Looks like a fun project. I should get back in to FPGA tinkering. Last time I played with one was about 20 years ago. I wonder if the development environment has improved since then?

Yes and no. Much heavier footprint, mostly the same proprietary bs, somewhat faster and much better debugging/simulation tools. Languages have improved somewhat, and as long as you stay within an eco-system and use the vendor supplied tools and software you should be mostly ok, stray outside of that (for instance: open source toolchains for cutting edge FPGAs) and you'll be in for a world of trouble. The fabrics (got a) lot larger and there are some more and interesting building blocks to play with. Higher switching speeds.

Someone who is more active in this field may have a more accurate and broader view than I do.

https://symbiflow.github.io/

Is one of the most recent and - for me - significant developments. Note that for companies that use FPGAs none of the above is considered a hurdle, though their engineers may have a different opinion and that the hobbyist/hacker market for FPGAs is so insignificant compared to the professional one that the vendors do not care about catering to it.

I think there are a lot of major developments in the last 20 years, although I'm not active in the field.
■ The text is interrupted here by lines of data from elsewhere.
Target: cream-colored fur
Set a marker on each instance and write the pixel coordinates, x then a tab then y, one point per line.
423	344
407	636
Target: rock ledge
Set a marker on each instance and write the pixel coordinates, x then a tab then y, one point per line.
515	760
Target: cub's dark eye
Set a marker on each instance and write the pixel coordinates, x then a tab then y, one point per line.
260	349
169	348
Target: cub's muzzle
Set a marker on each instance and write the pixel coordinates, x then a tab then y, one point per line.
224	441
Symbiflow is largely a distribution of yosys, a bunch of other IceStorm projects, and nextpnr (is that part of IceStorm?), in the same sense that Debian is a distribution of Linux. Another one, but I think limited to Lattice FPGAs, is https://github.com/FPGAwars/apio.

I think the biggest development, though, is that there's enormously more off-the-shelf Verilog and VHDL, not just on OpenCores like 20 years ago, but also on GitLab, GitHub, and so on. Easy examples are CPUs like James Beckman's J1A, the VexRiscv design used in Bunnie's Precursor: https://github.com/SpinalHDL/VexRiscv (as little as 504 Artix-7 LUTs and 505 flip-flops), and Google's OpenTitan.
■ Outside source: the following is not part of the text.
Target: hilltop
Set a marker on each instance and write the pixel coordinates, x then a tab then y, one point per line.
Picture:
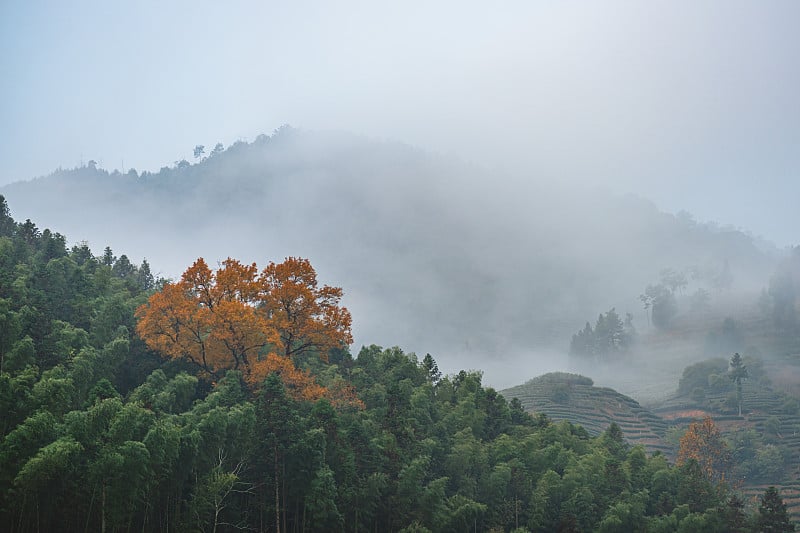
438	255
But from my POV the more interesting reason for using an FPGA is for things that aren't CPUs. For example, the SUMP logic analyzer and its progeny OLS https://sigrok.org/wiki/Openbench_Logic_Sniffer (32 channels at 200MHz), although I think both of these require the proprietary vendor tools to synthesize. I'm gonna go out on a limb here and guess that reliably buffering up data at 6.4 gigabits per second is not a thing that any CPU can do, even one that isn't a softcore; CPUs that run at speeds high enough to potentially do it invariably depend on cache hierarchies that monkeywrench your timing predictability.

As I said, though, I'm not active in the field, so all I know is hearsay.